Pages

Friday 15 July 2016

Le cadavre exquis (the exquisite corpse)



It seems obvious to emphasize how important the visual nature of the dream is. However, this might be the reason that the major work of Sigmund Freud, The Interpretation of Dreams (1900), had such a big impact on modern art, even greater than in psychiatry and psychology, at least in the early stages.

Although Surrealism emerged as a literary movement inspired by Freud’s theories of the unconscious, nineteenth-century mysticism and Symbolist art and literature, almost at the same time, the movement’s proponents realized the potential of the visual arts to express the imagery of dreams and the unconscious mind. So the practice of drawing, which offers the advantages of immediacy and spontaneity, became the most fertile medium of expression and innovation among the Surrealists.




It also seems obvious to reject the naive and clichéd affirmation that the Surrealist artists “copy” their dreams in their works. Max Ernst complained about it in his text What is Surrealism?(1934), but it is still too common even today.

For them, the dream is what might be termed life’s other fifty percent, a level of experience different from conscious life, the knowledge and liberation of which impinges in a special way on the enrichment and amplification of mental life, which constitutes the Surrealists’ main objective.

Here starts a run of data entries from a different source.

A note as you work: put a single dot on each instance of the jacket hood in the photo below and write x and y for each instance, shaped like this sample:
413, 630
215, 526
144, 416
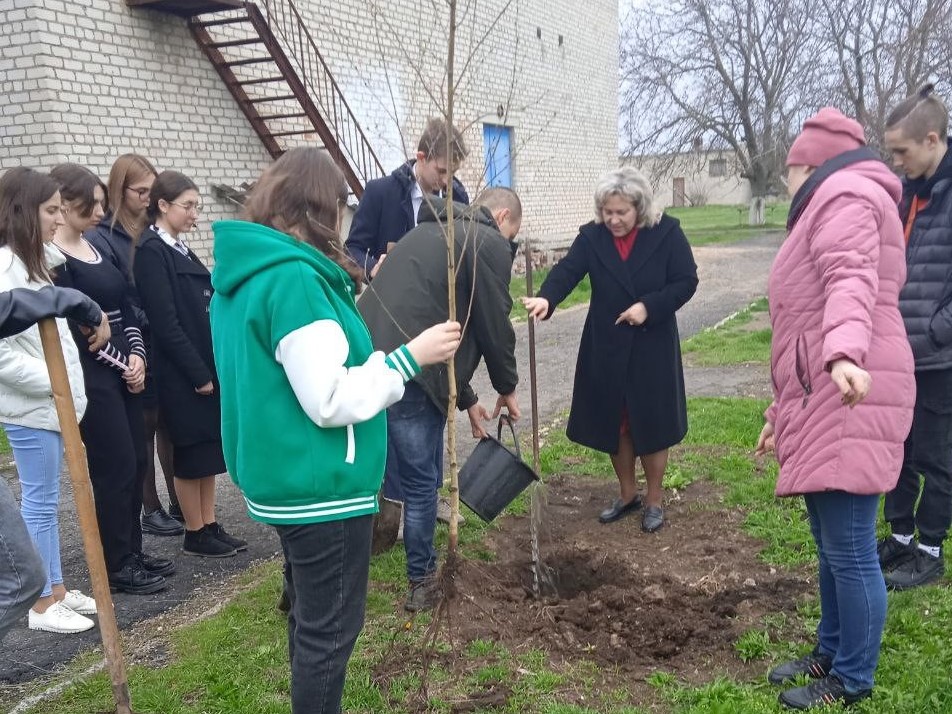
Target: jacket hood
243, 249
879, 173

They used, in their efforts to bypass the conscious mind and access the subliminal realm, diverse drawing techniques like automatic drawing, frottage, decalcomania, collage, grattage, but some of the most striking surrealist drawings were the “exquisite corpses”.




The “exquisite corpse” is a surrealist game that involved collaboration and chance. It is a method by which a collection of words or images is collectively assembled and is similar to an old parlour game called Consequences. The technique got its name from results obtained in initially by playing: “Le cadaver/exquis/boira/le vin/nouveau” (The exquisite corpse will drink the young wine). Other examples are: “The dormitory of friable little girls puts the odious box right” and “The Senegal oyster will eat the tricolor bread”. These poetic fragments seemed to reveal the unconscious reality in the personality of the group, resulting from a process of what Ernst called “mental contagion”. It was natural that such oracular truths should be similarly sought through images, and the game was immediately adapted to drawing by assigning a section of the body to each player, though the Surrealist principle of metaphoric displacement led to images that only vaguely resembled the human form.




Tristan Tzara (1896-1963) described the rules of the drawing game: “Three (or more) of you sit down around a table. Each one of you, hiding from the others, draws on a sheet the upper part of a body, or the attributes able to take its place. Pass on to your neighbor on the left this sheet, folded so as to conceal the drawing, but for three or four of its lines passing beyond the fold. Meanwhile, you get from your neighbor on the right another sheet prepared in the same way (previously folded perpendicular to the axis of the body to be realized).




André Breton, the founder of Surrealism, considered that with the exquisite corpse we had at our command an infallible way of holding the critical intellect in abeyance and fully liberating the mind’s metaphorical activity. 




In my opinion, the exquisite corpse grasps the atmosphere of the dream in a amazing way, although the results can be sometimes more grotesque than real dreams. Both the spontaneity and the nonsense due to the change of one hand to another, make the magic of the “surreal” arise to its peaks. By the way, it might be an amusing game to partake in when you are out at the bar with your friends, the only thing you need is a pen, a piece of paper (a paper napkin, for example) and want to let fly  your imagination. Knowing how to draw in this particular case is not important, but rather to go into a “surreal adventure”.